3) When will Derrick Rose be back?

This is only the last question because it’s the one question that lingers the most in the minds of Bulls fans everywhere. When Derrick Rose’s ACL tore in Game 1, so did the hopes and dreams of a title. Chicago quickly fizzled out and are now watching the Eastern Conference playoffs rather than participate in them.

That’s the fear Bulls fans have and it’s a legitimate one and the fear is that the 2013 season will go much like the final five games of the opening round of the playoffs went.

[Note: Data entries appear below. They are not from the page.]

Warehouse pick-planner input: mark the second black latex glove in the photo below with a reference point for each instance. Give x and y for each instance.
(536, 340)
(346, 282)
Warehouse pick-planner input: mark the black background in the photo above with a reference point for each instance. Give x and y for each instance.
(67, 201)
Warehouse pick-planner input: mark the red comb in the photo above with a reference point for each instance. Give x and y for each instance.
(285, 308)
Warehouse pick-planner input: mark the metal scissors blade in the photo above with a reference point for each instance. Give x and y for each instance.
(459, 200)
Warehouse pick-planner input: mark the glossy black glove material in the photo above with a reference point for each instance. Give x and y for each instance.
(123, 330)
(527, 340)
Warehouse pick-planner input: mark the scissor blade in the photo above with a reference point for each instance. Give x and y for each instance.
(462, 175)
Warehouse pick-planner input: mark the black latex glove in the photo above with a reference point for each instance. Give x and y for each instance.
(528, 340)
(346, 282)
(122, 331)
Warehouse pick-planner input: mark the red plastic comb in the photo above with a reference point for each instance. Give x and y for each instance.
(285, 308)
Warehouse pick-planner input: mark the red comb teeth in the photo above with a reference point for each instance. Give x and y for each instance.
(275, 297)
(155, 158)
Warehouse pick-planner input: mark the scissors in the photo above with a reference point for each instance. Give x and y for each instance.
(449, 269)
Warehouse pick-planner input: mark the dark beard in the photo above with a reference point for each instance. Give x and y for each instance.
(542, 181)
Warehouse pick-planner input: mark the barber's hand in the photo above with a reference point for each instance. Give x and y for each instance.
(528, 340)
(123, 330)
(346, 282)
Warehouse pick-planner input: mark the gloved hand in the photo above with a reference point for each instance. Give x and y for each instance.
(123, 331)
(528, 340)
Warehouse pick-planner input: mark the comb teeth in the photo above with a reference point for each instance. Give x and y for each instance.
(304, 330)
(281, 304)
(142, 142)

Chances are that happens as Rose is more than just the top scorer for this team, he’s the pulse. Without him the Bulls struggled, even when they seemed to dominate despite his absence in the regular season. You have to factor in the gravity of Rose’s injury against the stage on which it happened as the reason the Bulls whimpered into the offseason but if it showed one thing it was that the Bulls can’t win on a big stage without Rose.

The hope is that Chicago can repeat it’s regular season success without him, gearing up Rose for a March return and a playoff run as a middle seed in the Eastern Conference. But that’s wishful thinking and for the first time in the Rose-Thibodeau era Bulls fans expectations are intensely low for next season.

No one is sure what the future holds for the Bulls next season but I’ll leave you with this bit of encouraging and hopeful thinking: the last time the Bulls entered a season with low expectation was the 2011 season — the season in which Rose won the MVP, Thibodeau won Coach of the Year and the Bulls came four games shy of an NBA Finals return.